No hit on lookup with Ignoring duplicate error

ggarze · Post by **ggarze** » Fri Jul 29, 2011 12:35 pm

This has me really confused and hopefully someone can explain the difference as I'm not sure if it's a parttion issue or something else. I have a Dataset as input with two fields (code, timestamp(key)). I have another Dataset going into a lookup stage with (code(key), start_timestamp, end_timestamp). Now I'm doing a range lookup, if the input timestamp is >= start_timestamp and <= end_timestamp on the lookup dataset then there should be a match. Looking at the data everything should match but of course I get no matches. I guess i should mention the lookup dataset key field, code, is pretty much the same value. Only the timestamp ranges differ. When I run and get no match I get the "Ignoring duplicate entry; no further warnings will be issued for this table" warning message. Thinking it might be a partion issue in the lookup stage I changed the partion to entire for the dataset. Same issue. Only when I go into the lookup stage and change the "Multiple rows returned from link" option from blank to the Link do then all the lookups match and I get output.

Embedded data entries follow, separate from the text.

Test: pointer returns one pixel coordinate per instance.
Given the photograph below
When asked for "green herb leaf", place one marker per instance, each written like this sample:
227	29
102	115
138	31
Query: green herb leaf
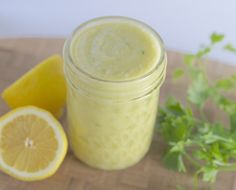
202	52
209	174
178	73
209	146
174	161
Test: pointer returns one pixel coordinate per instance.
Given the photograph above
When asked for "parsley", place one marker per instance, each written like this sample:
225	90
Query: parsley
209	146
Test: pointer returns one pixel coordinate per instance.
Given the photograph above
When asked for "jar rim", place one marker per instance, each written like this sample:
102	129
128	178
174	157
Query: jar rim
142	77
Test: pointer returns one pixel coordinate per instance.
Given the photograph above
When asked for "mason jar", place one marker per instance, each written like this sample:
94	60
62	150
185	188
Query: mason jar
111	122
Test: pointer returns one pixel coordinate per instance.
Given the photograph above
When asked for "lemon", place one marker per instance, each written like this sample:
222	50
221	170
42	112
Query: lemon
43	86
32	143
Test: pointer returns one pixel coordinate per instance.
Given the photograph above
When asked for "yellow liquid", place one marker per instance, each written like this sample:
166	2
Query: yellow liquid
113	132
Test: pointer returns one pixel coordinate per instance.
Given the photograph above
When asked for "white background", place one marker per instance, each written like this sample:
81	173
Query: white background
183	24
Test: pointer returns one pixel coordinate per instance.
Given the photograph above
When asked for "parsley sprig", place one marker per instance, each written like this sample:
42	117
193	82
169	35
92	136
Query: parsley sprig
209	146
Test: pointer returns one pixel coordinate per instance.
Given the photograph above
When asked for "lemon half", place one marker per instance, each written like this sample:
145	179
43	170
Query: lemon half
43	86
33	143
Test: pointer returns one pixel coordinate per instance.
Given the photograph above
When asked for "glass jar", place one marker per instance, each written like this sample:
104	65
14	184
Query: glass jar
111	123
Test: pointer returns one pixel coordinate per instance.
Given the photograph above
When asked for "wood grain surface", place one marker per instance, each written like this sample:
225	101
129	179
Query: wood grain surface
19	55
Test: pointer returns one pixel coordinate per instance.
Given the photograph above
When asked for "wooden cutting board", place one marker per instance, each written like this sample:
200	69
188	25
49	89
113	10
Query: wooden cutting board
19	55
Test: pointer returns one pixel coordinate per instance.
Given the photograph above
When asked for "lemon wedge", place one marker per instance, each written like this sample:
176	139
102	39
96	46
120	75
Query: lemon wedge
33	144
43	86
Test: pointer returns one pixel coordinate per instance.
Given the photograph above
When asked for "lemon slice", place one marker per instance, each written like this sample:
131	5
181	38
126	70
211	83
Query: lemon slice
43	86
32	143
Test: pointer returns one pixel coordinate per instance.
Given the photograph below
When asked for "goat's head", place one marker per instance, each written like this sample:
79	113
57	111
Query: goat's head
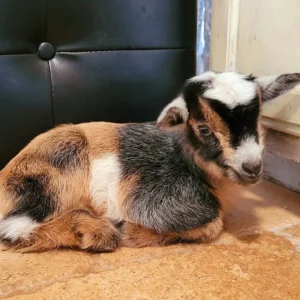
221	112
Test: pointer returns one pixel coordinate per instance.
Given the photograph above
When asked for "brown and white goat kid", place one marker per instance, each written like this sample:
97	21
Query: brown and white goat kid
73	185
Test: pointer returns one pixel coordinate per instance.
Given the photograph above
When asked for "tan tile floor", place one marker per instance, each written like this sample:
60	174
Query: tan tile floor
257	257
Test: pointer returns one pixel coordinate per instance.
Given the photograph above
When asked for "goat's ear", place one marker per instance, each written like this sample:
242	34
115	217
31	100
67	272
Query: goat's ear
175	113
274	86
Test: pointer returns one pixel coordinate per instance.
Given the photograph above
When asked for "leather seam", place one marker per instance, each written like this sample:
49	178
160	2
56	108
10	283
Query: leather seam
95	51
124	50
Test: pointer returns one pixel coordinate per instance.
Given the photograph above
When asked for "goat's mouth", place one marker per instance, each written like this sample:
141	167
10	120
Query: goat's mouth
242	177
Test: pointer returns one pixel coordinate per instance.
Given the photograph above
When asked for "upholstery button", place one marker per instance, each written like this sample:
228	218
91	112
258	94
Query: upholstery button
46	51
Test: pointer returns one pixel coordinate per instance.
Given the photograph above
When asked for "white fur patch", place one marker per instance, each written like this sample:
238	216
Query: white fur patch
104	185
176	103
17	227
265	81
248	151
230	88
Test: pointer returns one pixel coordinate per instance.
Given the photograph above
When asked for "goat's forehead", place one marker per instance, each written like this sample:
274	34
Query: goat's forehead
232	89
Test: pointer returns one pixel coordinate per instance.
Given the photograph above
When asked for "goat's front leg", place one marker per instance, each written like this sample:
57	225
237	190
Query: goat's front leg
137	236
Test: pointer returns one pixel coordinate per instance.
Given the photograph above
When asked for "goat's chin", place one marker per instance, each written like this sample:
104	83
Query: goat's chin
241	178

Why is this? Is it a partyioning issue? If DS finds a duplicate does it treat it as a not found condition?

Thanks

ray.wurlod · Post by **ray.wurlod** » Fri Jul 29, 2011 4:17 pm

No, that's simply how it works.
The Lookup stage by default returns one match. If you want more than one (which is likely less of the time) you have to tell it so.

ggarze · Post by **ggarze** » Fri Jul 29, 2011 8:36 pm

So ray, in my example where I have a key which has multiple date ranges and I want to add the start and end date to the incoming records whose date comes in and must be within the range how would I go about this? Because of the dupes would you suggest breaking this out into two separate lookups? For example: first lookup on the code and pass the code from the lookuP(if the code lookup had no match this code being passed on would be null) on to the next lookup which only does the range and use a condition to first check the code from the first lookup. If the code is null then don't do the range lookup if not null then do the range lookup. Does that make sense?

ray.wurlod · Post by **ray.wurlod** » Sat Jul 30, 2011 5:13 pm

You can do it with one, but I believe your two-Lookup solutions is easier to understand and therefore to maintain.